One year we had several sows that had small litters, aborted their litters or did not conceive at all so of course we were concerned. After ruling out any medical or weather conditions that could have affected their productivity, we slaughtered several healthy young sows in the prime of their life. Unfortunately, we later learned it was not bad genetics at all but moldy corn in our mixed feed from a mill that was trying to save money during the summer of constantly rising commodity prices. We discovered that when our most productive sows also began to decline and we knew what they were capable of. I lucked upon an article on mold toxins that described exactly what our sows where experiencing. One walk through the bowels of the mill turned up our culprit, moldy corn. We switched feed suppliers and the girls went right back to producing as expected. Thank God it was before they also ended up in the freezer.

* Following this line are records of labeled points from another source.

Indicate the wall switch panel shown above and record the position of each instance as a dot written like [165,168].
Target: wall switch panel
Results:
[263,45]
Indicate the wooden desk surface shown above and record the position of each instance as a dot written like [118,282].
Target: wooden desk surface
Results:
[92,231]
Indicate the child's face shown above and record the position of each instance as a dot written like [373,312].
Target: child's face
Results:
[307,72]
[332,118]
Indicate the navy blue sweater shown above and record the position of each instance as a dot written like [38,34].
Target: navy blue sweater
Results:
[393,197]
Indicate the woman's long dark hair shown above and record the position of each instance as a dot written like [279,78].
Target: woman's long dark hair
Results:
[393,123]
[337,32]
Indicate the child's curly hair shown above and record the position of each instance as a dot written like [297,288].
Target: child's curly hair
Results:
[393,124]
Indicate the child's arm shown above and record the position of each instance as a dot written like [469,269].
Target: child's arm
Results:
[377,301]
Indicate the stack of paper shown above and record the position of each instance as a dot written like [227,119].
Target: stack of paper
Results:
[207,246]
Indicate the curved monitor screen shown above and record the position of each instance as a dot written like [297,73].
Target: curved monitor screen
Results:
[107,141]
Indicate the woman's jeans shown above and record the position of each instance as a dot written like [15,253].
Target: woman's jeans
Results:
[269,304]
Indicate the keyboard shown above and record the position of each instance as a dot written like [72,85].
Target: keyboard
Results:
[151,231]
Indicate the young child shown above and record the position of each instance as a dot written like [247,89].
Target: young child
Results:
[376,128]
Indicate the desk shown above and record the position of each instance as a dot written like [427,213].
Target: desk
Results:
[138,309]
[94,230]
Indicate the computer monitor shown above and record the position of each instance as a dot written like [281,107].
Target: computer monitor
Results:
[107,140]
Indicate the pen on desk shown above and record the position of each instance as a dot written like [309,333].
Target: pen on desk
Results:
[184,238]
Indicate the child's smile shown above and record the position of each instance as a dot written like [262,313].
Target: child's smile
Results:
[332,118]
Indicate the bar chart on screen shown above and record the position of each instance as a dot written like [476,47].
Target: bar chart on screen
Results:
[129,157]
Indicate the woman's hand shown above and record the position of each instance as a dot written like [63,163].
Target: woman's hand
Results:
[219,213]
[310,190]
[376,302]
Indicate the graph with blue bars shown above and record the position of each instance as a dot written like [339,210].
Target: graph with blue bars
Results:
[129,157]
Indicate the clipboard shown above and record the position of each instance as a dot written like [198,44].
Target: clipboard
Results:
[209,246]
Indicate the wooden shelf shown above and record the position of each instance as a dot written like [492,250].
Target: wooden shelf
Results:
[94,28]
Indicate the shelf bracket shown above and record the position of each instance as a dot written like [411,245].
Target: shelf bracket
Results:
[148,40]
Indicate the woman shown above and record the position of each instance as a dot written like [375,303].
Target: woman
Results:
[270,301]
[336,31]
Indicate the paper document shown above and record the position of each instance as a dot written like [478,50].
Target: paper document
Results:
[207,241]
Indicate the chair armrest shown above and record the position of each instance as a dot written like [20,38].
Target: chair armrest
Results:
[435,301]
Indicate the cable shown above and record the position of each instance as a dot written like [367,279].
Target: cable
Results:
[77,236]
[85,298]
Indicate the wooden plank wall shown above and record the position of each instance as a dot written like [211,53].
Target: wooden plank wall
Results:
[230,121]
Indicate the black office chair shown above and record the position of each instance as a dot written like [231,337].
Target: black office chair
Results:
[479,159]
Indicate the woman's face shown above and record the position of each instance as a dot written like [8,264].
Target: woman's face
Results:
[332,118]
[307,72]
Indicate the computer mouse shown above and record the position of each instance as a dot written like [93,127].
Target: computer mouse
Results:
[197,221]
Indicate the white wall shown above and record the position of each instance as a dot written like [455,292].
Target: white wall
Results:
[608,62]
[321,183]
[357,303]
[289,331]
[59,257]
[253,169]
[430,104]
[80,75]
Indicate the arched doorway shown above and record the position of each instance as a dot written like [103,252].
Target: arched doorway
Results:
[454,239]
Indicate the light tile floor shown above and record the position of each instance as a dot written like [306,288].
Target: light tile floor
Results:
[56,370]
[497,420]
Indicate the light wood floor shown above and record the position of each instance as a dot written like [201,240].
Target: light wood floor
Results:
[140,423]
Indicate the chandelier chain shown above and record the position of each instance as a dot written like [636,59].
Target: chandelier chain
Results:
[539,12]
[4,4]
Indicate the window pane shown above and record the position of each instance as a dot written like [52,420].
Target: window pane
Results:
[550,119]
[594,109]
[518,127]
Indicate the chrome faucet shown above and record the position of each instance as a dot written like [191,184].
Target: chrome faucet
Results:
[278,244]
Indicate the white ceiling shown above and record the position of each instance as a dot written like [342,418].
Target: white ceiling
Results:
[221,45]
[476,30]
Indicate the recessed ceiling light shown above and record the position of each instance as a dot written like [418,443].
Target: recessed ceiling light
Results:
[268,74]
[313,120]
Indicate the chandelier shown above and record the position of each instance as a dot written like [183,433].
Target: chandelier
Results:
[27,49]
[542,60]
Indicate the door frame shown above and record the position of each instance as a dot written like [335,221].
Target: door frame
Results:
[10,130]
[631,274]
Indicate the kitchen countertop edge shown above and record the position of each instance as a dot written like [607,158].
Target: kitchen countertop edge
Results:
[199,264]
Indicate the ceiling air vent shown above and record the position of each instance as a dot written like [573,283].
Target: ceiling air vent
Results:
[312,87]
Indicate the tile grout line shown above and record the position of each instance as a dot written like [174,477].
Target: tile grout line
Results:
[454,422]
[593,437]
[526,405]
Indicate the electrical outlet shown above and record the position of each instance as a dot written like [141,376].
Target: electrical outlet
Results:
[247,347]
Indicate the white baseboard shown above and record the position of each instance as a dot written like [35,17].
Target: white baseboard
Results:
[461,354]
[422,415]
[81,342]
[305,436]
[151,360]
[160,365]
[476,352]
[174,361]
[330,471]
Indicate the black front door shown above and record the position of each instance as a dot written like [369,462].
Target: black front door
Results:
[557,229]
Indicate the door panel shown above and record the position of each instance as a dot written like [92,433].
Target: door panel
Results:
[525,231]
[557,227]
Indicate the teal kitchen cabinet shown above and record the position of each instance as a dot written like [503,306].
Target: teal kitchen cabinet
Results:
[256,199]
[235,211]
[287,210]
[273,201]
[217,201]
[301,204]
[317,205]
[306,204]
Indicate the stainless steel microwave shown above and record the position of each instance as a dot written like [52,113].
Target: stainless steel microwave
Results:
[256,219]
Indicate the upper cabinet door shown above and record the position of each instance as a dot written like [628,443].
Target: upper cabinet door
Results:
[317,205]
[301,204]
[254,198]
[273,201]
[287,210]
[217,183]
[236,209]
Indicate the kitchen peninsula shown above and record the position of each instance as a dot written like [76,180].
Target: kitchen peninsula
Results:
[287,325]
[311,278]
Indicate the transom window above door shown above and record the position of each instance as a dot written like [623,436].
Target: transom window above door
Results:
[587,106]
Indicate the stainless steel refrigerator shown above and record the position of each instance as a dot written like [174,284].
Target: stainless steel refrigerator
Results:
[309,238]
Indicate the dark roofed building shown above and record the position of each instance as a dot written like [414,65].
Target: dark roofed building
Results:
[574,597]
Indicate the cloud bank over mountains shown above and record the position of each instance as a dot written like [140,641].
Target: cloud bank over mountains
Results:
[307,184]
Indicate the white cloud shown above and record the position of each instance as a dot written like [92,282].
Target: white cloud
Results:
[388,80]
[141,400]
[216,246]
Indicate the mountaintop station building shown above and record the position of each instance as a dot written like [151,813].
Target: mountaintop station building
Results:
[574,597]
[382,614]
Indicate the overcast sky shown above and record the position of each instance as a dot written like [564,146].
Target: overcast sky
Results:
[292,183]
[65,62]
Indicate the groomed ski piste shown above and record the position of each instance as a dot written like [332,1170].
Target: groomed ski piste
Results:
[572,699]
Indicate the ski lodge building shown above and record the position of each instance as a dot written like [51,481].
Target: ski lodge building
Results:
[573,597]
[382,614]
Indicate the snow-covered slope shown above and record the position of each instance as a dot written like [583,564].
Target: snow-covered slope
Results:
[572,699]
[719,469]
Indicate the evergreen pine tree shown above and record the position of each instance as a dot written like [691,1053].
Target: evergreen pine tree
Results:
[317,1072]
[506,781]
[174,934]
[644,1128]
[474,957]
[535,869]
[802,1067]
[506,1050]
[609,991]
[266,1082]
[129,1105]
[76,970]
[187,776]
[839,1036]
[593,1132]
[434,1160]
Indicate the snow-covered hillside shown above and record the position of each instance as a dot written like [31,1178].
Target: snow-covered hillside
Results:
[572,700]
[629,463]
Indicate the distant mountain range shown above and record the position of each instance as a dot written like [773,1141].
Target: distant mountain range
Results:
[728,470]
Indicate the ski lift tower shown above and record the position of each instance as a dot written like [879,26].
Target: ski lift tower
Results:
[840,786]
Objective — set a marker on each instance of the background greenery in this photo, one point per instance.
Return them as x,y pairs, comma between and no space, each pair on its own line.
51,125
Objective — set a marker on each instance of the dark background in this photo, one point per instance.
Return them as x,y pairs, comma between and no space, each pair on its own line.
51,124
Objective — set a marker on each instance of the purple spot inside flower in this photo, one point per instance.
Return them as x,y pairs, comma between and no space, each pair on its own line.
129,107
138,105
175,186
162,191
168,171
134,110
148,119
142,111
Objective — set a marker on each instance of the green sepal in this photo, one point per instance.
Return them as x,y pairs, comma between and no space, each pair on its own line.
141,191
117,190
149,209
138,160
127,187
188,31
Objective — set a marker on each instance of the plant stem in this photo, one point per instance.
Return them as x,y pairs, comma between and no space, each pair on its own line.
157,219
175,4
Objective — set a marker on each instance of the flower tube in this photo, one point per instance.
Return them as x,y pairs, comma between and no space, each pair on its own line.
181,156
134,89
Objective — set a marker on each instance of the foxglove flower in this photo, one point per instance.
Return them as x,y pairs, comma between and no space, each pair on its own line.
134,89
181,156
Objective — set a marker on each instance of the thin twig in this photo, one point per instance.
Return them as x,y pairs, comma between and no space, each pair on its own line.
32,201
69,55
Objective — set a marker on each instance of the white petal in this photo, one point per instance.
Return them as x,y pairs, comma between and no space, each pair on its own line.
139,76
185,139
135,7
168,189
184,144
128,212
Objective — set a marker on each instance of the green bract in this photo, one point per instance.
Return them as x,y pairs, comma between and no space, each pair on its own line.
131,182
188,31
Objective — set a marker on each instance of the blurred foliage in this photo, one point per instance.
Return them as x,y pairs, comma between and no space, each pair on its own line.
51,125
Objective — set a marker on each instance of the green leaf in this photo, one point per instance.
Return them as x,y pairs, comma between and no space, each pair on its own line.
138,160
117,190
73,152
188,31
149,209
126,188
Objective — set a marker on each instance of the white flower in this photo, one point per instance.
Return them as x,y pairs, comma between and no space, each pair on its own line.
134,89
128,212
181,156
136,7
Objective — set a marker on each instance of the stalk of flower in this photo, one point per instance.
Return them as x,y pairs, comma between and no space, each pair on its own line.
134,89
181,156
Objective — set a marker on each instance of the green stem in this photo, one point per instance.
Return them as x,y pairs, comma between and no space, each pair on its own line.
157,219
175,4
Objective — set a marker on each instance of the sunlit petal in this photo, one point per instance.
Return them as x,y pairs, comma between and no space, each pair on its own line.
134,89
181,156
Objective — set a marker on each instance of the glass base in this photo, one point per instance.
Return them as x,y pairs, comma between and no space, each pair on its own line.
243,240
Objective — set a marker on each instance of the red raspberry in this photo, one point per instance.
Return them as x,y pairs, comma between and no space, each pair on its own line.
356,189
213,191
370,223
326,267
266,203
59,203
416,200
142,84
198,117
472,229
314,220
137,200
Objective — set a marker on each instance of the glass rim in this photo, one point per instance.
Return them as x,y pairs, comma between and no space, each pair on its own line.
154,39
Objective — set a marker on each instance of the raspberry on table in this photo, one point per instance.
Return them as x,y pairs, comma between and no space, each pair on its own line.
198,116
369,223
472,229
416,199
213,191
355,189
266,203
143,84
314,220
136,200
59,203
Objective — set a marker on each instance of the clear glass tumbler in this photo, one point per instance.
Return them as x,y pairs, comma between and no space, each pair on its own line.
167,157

It is easy to blame a problem on a pig but first we must look to our skills in animal husbandry before we decide they are at fault. If your sow is unproductive, is she over-fed and too fat? Does she have a diet with the minerals she needs? Have you witnessed the boar successfully and completely breeding here, not just attempting? Is he too fat or has he injured his hind legs? First, rule out other causes but if you are sure your animal has a bad trait, put him/her in the freezer. It is the only way we will preserve and improve this wonderful breed of ours.
Now that you have the information you need to make a wise selection, buy your animals with confidence and continue to learn all you can about raising them. Help us preserve this breed and pass it on to our children and grandchildren in a better state than we found them. This is an exciting time for the association and if you are contemplating buying your first pig, it’s an exciting time for you too. Join the association today so we can help you make an educated decision on breeders that will further benefit the overall health of this breed. Large Black Hogs will change the way we feed America, I have no doubt about it, but let that change first start with feeding our families and communities the best pork on earth.